Why to Cite

There are many reasons to cite your sources:

  • to give credit to authors or artists whose work you have used
  • to allow people who are reviewing your work to check your sources
  • to show readers how you came up with your arguments or ideas
  • to provide scholars with other sources for their research
  • to avoid plagiarism

For more information about the dangers of plagiarism see the APA Blog.

For a quick overview of why and when to cite, view this short video, Cite a Source: How and Why You Should Do It.

Test your understanding of plagiarism by taking this short Plagiarism Quiz.

What you don't know CAN hurt you!

When to Cite

Cite a source when:

  • you copy information exactly from it; this includes primary sources, such as when you have interviewed someone or are referring to a work of art or image that you are referencing
  • you paraphrase, summarize or use your own words to describe ideas from a work
  • you cite statistics, data or other numerical information that was compiled by someone other than yourself.

NOTE: The exception to the rule is that you do not have to cite a source when you are using what is considered "common knowledge," such as a date in history, basic biographical facts about a prominent person, or the dates and circumstances of major historical events (e.g. there are 12 months in a year, the planets revolve around the sun, the American Civil War began on April 12, 1861, etc.). If the facts are in dispute, it is best to cite sources.

How to Cite

Overview

The essential components of APA citation style are the reference list and related in-text citations. These two components work together to allow readers to find the exact sources used by the writer, as well as where in the paper these sources were used.

The reference list is the master list of all sources used, and is located after the body of the paper. Each source has its own entry on the list and is written in a highly stylized format. The four basic elements of a reference are:

Author. (Date). Title. Source.

For example, here is a citation for an article from a magazine which contains the four basic elements along with additional elements needed to accurately describe a magazine article:

Chesney, R., & Citron, D. (2019, January/February). Deepfakes and the new disinformation war: The coming age of post-truth geopolitics. Foreign Affairs, 98(1), 147–155.

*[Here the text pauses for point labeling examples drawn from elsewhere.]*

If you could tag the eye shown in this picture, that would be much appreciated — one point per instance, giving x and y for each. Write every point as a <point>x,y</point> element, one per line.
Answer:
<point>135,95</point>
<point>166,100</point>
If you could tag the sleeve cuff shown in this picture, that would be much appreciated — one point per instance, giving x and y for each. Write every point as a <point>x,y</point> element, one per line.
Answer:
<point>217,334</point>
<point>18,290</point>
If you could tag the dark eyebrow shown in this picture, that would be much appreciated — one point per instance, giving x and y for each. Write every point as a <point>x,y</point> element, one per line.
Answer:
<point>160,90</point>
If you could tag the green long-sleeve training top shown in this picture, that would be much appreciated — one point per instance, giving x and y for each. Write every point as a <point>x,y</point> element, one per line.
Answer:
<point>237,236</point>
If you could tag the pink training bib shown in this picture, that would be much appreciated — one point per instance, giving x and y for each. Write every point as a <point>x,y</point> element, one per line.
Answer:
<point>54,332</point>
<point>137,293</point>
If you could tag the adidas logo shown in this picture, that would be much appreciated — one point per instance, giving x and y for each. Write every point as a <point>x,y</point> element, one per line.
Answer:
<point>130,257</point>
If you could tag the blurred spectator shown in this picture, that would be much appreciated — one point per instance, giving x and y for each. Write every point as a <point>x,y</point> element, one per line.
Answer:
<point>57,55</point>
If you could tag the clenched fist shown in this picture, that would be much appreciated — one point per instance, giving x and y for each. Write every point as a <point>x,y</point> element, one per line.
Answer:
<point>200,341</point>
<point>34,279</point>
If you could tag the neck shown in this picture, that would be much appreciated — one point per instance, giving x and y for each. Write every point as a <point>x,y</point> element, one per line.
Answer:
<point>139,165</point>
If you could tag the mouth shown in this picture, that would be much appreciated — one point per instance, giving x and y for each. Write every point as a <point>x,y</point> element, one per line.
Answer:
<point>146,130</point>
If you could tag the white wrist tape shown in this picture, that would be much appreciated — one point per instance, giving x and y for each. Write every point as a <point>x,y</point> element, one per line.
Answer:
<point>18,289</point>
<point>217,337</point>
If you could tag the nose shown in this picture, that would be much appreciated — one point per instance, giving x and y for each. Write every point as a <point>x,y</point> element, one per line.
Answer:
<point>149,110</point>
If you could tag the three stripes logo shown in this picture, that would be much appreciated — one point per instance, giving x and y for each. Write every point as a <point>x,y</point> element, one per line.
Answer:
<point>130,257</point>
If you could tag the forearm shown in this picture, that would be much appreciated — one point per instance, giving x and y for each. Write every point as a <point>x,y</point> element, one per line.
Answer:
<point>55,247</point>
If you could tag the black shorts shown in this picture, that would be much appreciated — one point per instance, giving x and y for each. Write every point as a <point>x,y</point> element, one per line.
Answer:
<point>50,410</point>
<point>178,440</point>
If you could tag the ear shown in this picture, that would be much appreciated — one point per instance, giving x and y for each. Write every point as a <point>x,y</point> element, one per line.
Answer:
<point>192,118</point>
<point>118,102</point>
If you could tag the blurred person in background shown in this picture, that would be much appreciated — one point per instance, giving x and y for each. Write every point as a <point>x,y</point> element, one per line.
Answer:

When sources are used in the body of the paper, in-text citations are the link back to the exact entry for the source appearing on the reference list. For example, when the above source is quoted in the body of the paper it includes an embedded in-text citation:

Chesney (2019) speculates that "as deepfake technology develops and spreads, the current disinformation wars may soon look like the propaganda equivalent of the era of swords and shields."

 

Kinds of Sources

How to cite a source in the reference list is determined by the kind of source it is. APA citation style organizes sources into reference groups, then categories, and then types. The essential groups /categories / types covered in this guide are:

GROUP CATEGORY TYPE
1.Textual Works Periodicals  (sources published on a recurring schedule) Journal Articles
    Magazine Articles
    Newspaper Articles
    Blog Articles
  Books and Reference Works Whole Books (both authored and edited)
  Edited Book Chapters and Reference Work Entries Edited Book Chapters
    Reference Work Entries
2. Audiovisual Media Audiovisual Works Film or Video
    TV Series
    YouTube and Other Streaming Videos
  Audio Works Music
    Podcasts
  Visual Works Artwork
    Photographs
    Maps
3. Online Media Social Media Twitter, Instagram, Etc.
    Facebook, Tumblr, Linkedin, Etc.
  Webpages and Websites Specific Types of Webpages

 

 

 

 

 

 

 

 

 

 

 

 

 

 

 

 

 

 

 

 

The one remaining group APA recognizes, "data sets, software, and tests," is not covered in this guide.

For more in-depth information on APA groups / categories / types, with examples, visit this APA Style Blog page.

NOTE: When selecting a group / category / type for a source, what group / category / type a source falls into is of more importance than how it happened to be accessed. For example, if you wanted to cite an article from a journal, when selecting a category/group/type the deciding factor would be that it was an article from a journal, not that you read it in print, or in a library research database, or on a website.